Slight poikilodermatous and violaceous macules on the upper, anterior aspect of the chest.
Fig 3.

Right forearm with a blanching violaceous and erythematous plaque that was warm and tender to palpation with associated edema.
Discussion
In the literature, statin-naïve anti-HMGCR antibody-positive IMNM is traditionally thought to lack skin manifestations; for this reason, we present a case of statin-naïve anti-HMGCR antibody-positive IMNM with heliotropic pseudoangioedema. We believe that dermatologists should be made aware of this condition’s variable cutaneous presentation to differentiate it from dermatomyositis (DM) and avoid delays in effective management.

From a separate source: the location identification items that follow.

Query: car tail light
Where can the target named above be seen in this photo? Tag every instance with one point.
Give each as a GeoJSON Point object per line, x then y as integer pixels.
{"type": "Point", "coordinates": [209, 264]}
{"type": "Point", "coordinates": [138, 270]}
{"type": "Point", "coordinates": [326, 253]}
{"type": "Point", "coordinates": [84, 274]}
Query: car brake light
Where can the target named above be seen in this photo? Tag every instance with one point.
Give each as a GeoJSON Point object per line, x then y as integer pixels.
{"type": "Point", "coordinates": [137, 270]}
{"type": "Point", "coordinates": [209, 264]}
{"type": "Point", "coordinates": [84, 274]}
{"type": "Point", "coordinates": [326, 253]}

Like DM, statin-naïve anti-HMGCR antibody-positive IMNM is characterized by symmetrical proximal muscle weakness and myalgia. However, it distinguishes itself via a remarkably elevated CK level, rapidly progressing weakness, and stronger association with dysphagia, dysarthria, and respiratory muscle weakness, particularly in younger individuals.3 Although cutaneous findings are not classically described, there is a growing body of case reports suggesting associations with nondescript rashes.5 One case series found that 9 of 21 anti-HMGCR antibody-positive patients had DM-like rashes, including heliotrope rash, Gottron sign, and erythema of the cheeks, limbs, chest, abdomen, and back; these patients were more likely to be younger and to experience juvenile-onset disease compared with anti-HMGCR antibody-positive patients without DM-like rashes.6
Interestingly, Xu et al7 recently reported that pseudoangioedema, subcutaneous swelling resembling angioedema found in nonurticarial conditions such as drug rash with eosinophilia and systemic symptoms and acute contact dermatitis,8 in patients with DM portends more severe disease and poorer prognosis. These patients exhibited nonpitting edema with no history of other edema-causing diseases and nonpruritic rashes that failed to respond to antihistamines. The pseudoangioedema correlated temporally with the disease course of DM: onset/worsening during exacerbation and resolution after immunotherapy. Our patient similarly presented with a heliotrope rash and chest/arm skin eruption with pseudoangioedema in the setting of IMNM flare. Perhaps, pseudoangioedema may also act as a clinical clue in IMNM, suggesting risk of heightened severity and worse outcomes.
Important workup for distinction between pathologies includes muscle biopsy and serum antibody testing. Muscle biopsy in anti-HMGCR antibody-positive IMNM demonstrates necrosis with a pauci-inflammatory infiltrate, whereas biopsy specimens of DM rarely show necrosis, instead displaying a perivascular and perifascicular CD4+ T-lymphocytic infiltrate and perifascicular atrophy.6,9 Both have a higher incidence of cancer, with DM showing a stronger association compared with anti-HMGCR antibody-positive IMNM (6-fold vs 2-fold increase).2 Lastly, DM and anti-HMGCR antibody-positive IMNM differ in their treatments with the latter more often necessitating intravenous immunoglobulin, rituximab, and systemic corticosteroids, as required by our patient.10
In conclusion, this case highlights the presentation of a rare disease with significant morbidity risk that may cause confusion with DM because of its heliotropic pseudoangioedematous presentation. As we are only now beginning to better characterize IMNM, this case contributes to the medical community’s understanding of variations in its presentation, particularly among younger patients. Because statin-naïve anti-HMGCR antibody-positive necrotizing myopathy is one of the most severe inflammatory myopathies, we share our observations in the hope that they may lead to earlier diagnosis and timely escalation of immunotherapy. Further investigation is required to better elucidate the pathophysiology of this complex autoimmune disease and identify patients who are susceptible.
Conflicts of interest
None disclosed.
Footnotes
Funding sources: None.
IRB approval status: Not applicable.